Princess shows Caterina Konstantin into the room. Vassily and I rise as one out of respect.
She’s like an empress in her mourning. Her movements are slow, dignified and stately. Vassily opens his mouth to speak. Caterina waves her hands, palms down. Her face is still as she waits for us to sit. She doesn’t take coffee or a pastry, only water. Her voice is gray and hard as slate.
It’s hard to look at her without a squint or a series of blinks, a reflexive physical reaction. Her anger and sadness are so strong they’re a force.
Vassily lifts his head again to speak, but she lifts her hand off the table. It’s hard not to say something, show her some sympathy, but Vassily respects her wish and I have to as well. There’s no expression in her face but we both see that wants no words of sympathy.
She sits a few moments in silence before she speaks.
Her voice is flat.
“I want your help, Vassily. You have a good relationship with Medved. I want you to take the message to him.”
“What’s the message?” His voice is so tender it touches me.
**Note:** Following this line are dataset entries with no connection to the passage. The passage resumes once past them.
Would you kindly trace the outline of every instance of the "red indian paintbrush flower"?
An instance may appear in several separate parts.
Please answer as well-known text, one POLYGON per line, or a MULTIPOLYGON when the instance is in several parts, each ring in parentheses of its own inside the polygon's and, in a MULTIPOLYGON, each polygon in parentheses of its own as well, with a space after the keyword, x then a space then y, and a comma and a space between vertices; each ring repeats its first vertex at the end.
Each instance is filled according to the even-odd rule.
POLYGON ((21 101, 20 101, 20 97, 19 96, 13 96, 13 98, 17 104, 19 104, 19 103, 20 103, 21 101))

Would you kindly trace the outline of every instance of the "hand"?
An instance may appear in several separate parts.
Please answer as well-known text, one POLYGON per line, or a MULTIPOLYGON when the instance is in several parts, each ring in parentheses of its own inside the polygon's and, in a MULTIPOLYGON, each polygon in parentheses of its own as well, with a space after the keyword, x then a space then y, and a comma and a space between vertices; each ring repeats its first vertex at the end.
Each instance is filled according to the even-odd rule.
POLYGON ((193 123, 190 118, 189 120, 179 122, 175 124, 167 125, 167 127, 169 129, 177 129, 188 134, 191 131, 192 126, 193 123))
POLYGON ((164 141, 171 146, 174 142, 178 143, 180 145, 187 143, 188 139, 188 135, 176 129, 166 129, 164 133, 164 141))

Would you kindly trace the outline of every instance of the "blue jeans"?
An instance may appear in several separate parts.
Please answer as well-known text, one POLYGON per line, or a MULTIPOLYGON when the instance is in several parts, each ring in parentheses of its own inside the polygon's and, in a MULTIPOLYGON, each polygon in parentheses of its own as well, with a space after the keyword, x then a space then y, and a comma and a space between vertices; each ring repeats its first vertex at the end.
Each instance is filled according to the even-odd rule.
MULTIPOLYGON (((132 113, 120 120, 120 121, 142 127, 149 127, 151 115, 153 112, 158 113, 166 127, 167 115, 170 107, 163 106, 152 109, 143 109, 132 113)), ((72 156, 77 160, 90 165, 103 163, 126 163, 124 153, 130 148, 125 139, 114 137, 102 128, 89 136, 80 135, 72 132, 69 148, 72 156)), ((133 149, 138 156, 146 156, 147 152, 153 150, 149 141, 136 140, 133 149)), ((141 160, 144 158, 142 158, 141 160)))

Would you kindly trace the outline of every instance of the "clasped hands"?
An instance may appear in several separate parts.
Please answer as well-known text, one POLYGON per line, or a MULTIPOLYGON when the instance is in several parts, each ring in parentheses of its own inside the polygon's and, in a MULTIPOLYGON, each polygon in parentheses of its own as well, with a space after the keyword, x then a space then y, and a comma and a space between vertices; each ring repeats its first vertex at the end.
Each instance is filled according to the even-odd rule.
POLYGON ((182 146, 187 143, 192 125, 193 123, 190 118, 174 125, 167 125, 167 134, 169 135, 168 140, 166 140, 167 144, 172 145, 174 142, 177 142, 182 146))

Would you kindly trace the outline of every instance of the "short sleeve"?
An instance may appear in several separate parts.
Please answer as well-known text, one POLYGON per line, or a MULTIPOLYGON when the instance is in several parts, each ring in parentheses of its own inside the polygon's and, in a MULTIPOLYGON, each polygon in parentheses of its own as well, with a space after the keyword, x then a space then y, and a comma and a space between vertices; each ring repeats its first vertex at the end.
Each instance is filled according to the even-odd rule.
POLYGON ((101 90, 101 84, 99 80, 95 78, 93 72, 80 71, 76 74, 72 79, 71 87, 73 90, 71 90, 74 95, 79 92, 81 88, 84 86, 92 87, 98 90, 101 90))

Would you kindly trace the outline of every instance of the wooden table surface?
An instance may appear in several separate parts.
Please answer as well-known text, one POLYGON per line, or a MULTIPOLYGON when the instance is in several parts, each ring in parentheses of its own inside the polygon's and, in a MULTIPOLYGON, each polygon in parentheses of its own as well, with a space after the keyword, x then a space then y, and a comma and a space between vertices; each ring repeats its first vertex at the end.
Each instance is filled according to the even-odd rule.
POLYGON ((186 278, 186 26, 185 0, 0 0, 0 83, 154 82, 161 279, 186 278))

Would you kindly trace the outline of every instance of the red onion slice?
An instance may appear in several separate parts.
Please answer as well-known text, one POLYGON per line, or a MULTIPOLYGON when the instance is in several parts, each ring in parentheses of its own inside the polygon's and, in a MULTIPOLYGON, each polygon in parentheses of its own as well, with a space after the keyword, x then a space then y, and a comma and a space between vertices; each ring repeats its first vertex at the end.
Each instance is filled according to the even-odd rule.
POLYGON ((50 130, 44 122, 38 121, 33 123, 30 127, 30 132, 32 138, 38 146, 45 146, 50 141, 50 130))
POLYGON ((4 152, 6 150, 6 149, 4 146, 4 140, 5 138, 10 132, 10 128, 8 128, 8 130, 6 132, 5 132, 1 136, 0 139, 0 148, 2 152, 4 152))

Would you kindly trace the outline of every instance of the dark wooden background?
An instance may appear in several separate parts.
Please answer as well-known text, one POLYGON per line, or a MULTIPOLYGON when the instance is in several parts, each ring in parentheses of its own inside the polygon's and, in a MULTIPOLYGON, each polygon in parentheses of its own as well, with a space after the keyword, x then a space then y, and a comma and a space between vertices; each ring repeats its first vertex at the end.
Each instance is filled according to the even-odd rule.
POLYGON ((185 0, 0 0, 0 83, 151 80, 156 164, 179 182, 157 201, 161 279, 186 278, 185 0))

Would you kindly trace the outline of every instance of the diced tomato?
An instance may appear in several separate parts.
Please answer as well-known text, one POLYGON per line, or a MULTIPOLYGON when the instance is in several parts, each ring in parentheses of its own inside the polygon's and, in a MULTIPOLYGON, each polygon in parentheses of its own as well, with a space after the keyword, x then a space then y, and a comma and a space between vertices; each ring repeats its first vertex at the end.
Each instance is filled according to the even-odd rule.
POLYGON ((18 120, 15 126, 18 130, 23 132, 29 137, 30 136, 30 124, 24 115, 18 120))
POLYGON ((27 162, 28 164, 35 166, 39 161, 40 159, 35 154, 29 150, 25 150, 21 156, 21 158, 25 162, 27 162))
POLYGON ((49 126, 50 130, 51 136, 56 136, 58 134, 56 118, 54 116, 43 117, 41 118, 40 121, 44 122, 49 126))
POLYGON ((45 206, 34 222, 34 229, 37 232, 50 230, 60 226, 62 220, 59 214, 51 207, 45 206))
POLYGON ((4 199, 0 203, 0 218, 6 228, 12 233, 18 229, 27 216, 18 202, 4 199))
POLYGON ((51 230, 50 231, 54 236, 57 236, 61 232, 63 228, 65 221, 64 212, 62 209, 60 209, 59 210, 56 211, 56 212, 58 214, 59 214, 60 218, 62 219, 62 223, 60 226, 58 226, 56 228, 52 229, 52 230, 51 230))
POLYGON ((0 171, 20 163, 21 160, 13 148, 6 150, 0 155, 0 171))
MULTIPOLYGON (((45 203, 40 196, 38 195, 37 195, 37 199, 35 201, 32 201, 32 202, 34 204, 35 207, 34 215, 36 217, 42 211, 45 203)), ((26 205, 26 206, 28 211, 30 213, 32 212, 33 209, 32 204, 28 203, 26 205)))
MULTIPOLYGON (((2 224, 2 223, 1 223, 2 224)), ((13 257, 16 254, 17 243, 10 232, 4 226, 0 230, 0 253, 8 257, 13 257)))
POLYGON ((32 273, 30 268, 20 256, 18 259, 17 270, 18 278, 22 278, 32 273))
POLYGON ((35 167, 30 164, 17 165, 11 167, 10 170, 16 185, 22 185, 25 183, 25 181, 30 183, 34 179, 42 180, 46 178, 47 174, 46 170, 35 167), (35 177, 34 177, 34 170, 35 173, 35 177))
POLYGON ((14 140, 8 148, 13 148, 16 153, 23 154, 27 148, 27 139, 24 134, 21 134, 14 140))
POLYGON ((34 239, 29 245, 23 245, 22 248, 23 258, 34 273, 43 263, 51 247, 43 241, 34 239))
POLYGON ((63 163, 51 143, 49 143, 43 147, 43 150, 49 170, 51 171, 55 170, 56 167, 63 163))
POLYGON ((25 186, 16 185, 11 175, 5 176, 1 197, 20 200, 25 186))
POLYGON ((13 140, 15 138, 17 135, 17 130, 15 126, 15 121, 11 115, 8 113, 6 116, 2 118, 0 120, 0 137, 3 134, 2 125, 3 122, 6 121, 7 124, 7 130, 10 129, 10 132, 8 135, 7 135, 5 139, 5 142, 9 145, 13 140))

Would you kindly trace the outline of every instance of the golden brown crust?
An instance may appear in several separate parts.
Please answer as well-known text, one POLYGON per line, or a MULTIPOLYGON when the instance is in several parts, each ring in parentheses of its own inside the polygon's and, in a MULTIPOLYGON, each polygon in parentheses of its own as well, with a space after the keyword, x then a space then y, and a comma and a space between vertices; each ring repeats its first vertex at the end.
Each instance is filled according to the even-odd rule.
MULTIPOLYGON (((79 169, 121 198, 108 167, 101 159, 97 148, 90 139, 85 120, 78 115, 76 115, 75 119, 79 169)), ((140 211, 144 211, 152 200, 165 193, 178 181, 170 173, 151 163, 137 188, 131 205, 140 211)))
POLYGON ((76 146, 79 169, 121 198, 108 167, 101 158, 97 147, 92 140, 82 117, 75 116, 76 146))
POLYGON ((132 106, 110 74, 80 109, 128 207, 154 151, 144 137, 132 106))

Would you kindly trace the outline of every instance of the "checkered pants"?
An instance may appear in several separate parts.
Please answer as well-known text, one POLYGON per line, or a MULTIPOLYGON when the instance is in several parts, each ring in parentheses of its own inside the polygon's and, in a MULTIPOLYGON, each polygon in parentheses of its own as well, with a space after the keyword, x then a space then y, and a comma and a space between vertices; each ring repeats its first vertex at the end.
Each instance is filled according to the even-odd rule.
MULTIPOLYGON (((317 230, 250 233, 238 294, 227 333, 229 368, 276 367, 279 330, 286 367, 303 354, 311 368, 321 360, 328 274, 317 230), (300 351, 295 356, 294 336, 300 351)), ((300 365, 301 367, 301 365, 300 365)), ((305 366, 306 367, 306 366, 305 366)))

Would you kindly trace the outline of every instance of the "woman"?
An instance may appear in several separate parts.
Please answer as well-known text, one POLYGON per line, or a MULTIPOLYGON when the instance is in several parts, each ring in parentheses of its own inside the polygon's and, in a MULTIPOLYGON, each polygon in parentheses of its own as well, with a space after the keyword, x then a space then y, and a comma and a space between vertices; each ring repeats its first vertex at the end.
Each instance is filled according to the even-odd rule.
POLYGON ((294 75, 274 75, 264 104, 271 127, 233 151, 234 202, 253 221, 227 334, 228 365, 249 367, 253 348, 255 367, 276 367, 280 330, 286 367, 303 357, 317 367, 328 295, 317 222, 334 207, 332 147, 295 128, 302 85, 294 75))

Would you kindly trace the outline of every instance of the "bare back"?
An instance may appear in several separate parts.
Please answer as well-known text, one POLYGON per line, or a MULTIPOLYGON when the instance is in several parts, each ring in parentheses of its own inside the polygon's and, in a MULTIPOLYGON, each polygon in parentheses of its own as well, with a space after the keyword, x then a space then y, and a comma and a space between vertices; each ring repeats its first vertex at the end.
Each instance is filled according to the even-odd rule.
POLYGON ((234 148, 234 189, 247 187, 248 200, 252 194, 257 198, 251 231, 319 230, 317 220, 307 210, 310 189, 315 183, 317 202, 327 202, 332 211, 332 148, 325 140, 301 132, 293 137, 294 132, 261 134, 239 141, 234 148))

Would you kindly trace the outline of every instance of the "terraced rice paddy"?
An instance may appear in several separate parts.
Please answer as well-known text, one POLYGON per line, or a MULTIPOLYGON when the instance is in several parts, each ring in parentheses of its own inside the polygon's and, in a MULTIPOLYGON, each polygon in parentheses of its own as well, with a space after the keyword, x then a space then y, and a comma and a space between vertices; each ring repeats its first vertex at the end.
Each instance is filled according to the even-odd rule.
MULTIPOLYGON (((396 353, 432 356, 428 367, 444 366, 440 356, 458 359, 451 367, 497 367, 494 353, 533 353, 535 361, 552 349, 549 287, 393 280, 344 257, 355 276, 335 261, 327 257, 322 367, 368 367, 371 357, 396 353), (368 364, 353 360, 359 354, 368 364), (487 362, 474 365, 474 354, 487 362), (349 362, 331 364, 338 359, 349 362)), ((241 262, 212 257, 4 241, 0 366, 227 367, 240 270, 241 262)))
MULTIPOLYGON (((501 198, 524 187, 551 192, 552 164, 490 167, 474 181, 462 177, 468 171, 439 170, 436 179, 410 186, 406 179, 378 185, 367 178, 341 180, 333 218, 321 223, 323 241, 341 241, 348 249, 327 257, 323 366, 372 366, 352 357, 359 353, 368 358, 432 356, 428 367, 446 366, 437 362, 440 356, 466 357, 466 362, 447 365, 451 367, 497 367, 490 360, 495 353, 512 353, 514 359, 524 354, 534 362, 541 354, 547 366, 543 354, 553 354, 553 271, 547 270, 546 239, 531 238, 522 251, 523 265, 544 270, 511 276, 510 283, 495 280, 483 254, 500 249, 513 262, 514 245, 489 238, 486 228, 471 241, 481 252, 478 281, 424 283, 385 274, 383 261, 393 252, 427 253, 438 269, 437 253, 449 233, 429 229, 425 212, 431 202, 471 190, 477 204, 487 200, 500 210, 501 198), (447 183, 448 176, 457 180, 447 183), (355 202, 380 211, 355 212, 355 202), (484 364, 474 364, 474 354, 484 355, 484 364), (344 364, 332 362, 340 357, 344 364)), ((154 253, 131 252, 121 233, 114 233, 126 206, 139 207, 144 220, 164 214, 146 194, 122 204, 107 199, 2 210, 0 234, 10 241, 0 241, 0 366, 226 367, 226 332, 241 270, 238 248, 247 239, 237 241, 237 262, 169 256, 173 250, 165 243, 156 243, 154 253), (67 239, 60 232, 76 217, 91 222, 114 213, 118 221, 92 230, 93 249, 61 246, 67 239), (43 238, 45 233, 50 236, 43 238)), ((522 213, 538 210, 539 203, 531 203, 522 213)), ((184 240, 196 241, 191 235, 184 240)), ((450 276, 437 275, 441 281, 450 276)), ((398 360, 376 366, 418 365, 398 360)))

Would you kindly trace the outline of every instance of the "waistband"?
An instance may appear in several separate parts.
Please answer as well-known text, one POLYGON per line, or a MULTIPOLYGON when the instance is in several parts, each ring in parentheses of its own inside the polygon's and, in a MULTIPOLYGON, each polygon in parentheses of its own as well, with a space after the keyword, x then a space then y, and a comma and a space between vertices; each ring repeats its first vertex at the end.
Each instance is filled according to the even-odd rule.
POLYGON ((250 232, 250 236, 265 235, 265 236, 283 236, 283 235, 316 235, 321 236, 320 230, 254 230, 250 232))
“When we find the boy, I’ll give Medved twelve hours. After that, if he doesn’t take care of it, I’ll do it myself.”
Vassily’s mouth tightens, “You mean–”
She speaks quietly. “You’ve seen the CCTV?”
He looks in her eyes a moment before he nods.
She says, “We know who it was, Vasily. Don’t we.” The calmness in her eye is hard to take. She’s not even looking directly at me and I find it hard not to look away. Vassily returns her gaze steadily.
She says, “I want there to be every chance for Medved and I to have an understanding. He’s going to have to work with me afterward, and I’ll need to work with him.”
“Work with you, Caterina?”
Her blink is slow, and she draws a breath. “Konstantin’s businesses aren’t going to run themselves. I’ll need to communicate with Medved, as well as with Carmine and the others from time to time.”
He says, “You’ll take over?”
She nods. She’s quiet for a moment. “Afterward, after this… this thing is over, I may need someone to be my contact with Medved. It will be difficult for us to talk directly.”